Os Estados Unidos mudaram sua decisão quanto à indicação da Argentina para a Organização para a Cooperação e Desenvolvimento Econômico (OCDE) e agora vão privilegiar o Brasil. A informação de que a entrada do Brasil no grupo que reúne as maiores economias mundiais terá o apoio americano foi confirmada pelo ministro das Relações Exteriores, Ernesto Araújo.

“O anúncio americano de prioridade ao Brasil para ingresso na OCDE comprova uma vez mais que estamos construindo uma parceria sólida com os EUA”, escreveu Ernesto Araújo no Twitter na terça-feira (14). Ele ainda destacou que essa parceria com os Estados Unidos pode gerar resultados para a “transformação do Brasil”.

A OCDE funciona como uma espécie de clube dos 36 países mais ricos do mundo e atua na cooperação e discussão de políticas públicas e econômicas para guiar as nações associadas.
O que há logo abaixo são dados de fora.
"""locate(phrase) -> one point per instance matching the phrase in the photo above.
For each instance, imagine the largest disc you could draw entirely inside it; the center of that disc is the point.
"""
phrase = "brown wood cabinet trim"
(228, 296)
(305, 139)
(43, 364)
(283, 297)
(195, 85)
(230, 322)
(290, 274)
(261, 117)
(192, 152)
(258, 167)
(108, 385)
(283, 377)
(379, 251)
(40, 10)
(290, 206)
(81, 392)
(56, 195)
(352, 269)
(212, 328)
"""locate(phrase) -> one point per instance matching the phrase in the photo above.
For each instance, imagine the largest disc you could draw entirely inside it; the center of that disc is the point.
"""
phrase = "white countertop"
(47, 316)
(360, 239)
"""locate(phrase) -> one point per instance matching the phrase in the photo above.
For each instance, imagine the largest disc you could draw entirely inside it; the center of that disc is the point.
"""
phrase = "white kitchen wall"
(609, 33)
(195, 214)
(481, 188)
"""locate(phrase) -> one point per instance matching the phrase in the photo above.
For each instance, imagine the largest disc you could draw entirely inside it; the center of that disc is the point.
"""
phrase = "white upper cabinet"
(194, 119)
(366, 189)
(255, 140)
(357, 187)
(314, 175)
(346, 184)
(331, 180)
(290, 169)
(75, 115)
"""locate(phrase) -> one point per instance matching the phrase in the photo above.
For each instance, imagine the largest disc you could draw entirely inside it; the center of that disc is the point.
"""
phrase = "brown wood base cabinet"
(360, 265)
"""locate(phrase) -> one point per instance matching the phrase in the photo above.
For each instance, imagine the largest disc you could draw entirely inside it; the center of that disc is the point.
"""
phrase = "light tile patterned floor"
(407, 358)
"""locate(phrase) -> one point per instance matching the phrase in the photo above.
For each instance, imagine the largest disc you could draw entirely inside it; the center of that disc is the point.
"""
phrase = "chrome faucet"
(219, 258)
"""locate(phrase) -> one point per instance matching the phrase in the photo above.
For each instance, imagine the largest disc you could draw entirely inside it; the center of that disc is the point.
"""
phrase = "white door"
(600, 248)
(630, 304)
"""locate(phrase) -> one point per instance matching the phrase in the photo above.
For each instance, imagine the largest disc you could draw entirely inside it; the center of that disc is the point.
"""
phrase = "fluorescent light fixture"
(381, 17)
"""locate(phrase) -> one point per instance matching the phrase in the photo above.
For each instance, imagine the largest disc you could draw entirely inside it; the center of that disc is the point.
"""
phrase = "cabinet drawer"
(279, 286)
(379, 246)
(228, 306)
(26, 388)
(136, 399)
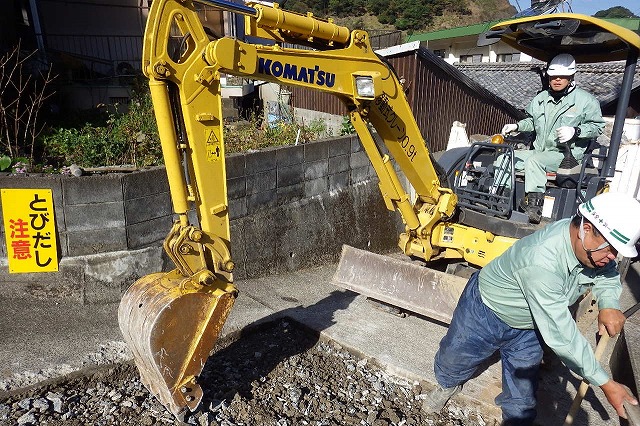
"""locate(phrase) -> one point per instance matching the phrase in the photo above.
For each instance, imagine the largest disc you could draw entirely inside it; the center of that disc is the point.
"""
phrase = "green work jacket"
(578, 108)
(532, 284)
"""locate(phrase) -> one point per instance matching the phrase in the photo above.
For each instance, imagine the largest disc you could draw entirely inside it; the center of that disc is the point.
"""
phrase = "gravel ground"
(277, 374)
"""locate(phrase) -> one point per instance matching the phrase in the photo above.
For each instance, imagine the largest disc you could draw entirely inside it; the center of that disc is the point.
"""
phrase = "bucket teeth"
(171, 328)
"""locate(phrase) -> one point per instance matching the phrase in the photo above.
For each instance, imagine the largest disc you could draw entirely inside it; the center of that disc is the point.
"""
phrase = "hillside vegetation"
(405, 15)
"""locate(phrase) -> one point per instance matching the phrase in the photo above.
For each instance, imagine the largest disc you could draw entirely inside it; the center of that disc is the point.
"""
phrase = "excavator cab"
(483, 202)
(171, 320)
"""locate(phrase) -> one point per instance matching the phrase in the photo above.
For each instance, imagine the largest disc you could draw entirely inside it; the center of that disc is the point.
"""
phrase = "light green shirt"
(534, 282)
(578, 108)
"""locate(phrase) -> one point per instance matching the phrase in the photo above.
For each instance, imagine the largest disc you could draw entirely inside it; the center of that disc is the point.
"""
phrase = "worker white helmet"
(615, 215)
(563, 64)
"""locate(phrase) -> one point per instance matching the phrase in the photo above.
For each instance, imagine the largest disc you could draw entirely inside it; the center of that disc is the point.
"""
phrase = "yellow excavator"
(171, 321)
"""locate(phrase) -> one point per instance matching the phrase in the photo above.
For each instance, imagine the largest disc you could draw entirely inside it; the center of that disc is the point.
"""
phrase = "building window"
(467, 59)
(508, 57)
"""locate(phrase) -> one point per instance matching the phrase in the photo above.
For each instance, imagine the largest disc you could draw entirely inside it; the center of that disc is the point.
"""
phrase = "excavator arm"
(171, 321)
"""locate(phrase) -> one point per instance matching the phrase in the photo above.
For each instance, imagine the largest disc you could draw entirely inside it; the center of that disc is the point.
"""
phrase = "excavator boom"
(171, 320)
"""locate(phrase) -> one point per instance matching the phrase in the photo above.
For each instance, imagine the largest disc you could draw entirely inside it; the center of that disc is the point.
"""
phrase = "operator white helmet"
(563, 64)
(615, 215)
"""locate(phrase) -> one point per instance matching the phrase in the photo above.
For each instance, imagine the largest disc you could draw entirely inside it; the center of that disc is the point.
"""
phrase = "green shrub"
(127, 138)
(132, 137)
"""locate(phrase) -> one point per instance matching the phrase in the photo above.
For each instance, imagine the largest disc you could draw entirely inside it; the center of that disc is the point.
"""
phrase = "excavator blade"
(405, 285)
(171, 326)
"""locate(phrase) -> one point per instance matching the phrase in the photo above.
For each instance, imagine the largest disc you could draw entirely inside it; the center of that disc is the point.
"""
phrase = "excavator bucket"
(171, 325)
(399, 283)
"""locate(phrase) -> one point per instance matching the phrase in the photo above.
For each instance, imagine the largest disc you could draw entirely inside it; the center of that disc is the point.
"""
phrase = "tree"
(615, 12)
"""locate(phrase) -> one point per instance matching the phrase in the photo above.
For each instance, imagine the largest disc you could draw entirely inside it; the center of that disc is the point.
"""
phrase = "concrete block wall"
(290, 207)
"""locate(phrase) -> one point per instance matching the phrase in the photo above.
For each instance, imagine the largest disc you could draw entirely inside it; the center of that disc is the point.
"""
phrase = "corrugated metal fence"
(438, 93)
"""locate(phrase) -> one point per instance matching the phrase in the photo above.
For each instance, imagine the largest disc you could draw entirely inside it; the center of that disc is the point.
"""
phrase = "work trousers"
(535, 164)
(474, 335)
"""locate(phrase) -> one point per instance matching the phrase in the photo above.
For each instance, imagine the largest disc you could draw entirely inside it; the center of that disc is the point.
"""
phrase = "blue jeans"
(474, 335)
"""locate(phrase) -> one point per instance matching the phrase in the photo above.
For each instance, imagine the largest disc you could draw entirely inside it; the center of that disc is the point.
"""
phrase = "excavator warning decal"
(214, 148)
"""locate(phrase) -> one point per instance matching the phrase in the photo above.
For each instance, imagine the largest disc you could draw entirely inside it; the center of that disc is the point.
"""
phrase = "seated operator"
(561, 116)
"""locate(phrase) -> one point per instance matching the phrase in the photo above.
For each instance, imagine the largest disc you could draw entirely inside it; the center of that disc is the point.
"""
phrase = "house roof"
(452, 32)
(519, 82)
(476, 29)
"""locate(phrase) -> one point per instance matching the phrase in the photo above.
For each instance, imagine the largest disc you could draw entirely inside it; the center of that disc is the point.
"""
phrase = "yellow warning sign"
(214, 147)
(30, 230)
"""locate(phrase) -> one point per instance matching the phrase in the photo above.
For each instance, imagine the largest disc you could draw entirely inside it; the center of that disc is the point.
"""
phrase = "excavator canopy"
(587, 38)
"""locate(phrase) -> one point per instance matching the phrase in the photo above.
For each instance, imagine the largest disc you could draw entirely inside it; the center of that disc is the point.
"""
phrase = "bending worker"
(521, 298)
(563, 114)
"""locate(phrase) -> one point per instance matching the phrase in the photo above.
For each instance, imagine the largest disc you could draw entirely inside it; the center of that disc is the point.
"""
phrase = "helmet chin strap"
(588, 251)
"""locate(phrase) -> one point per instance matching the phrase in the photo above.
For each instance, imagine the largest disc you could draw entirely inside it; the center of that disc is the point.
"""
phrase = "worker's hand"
(508, 128)
(616, 394)
(610, 321)
(565, 133)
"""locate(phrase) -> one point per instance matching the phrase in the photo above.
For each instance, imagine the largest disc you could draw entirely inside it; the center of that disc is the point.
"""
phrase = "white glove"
(508, 128)
(565, 133)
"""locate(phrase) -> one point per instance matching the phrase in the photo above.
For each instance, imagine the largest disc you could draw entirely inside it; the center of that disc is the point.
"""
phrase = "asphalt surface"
(42, 339)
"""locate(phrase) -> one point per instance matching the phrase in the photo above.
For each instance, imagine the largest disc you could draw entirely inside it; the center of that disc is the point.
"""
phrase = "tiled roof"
(518, 83)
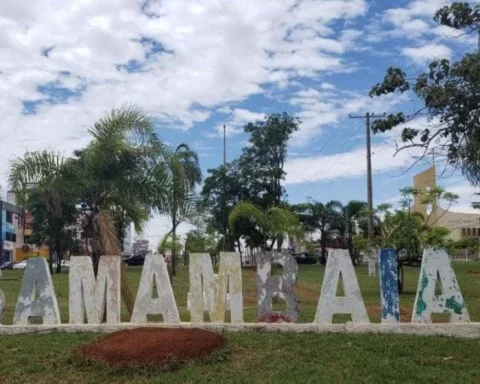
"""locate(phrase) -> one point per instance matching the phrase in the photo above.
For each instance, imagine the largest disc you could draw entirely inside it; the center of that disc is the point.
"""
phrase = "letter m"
(204, 283)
Para fazer parte, é preciso seguir uma série de medidas econômicas liberais, como o controle fiscal e da inflação. Em troca, o país recebe um “selo” de investimento e pode se tornar mais atrativo.

Oficialmente, os Estados Unidos já entregaram uma carta à OCDE oficializando o apoio ao Brasil. A ideia é que o Brasil – e não a Argentina – seja o próximo país a ingressar no grupo. “Os EUA querem que o Brasil se torne o próximo país a iniciar o processo de adesão à OCDE. O governo brasileiro está trabalhando para alinhar as suas políticas econômicas aos padrões da OCDE enquanto prioriza a adesão à organização para reforçar as suas reformas políticas”, disse a embaixada dos EUA em Brasília.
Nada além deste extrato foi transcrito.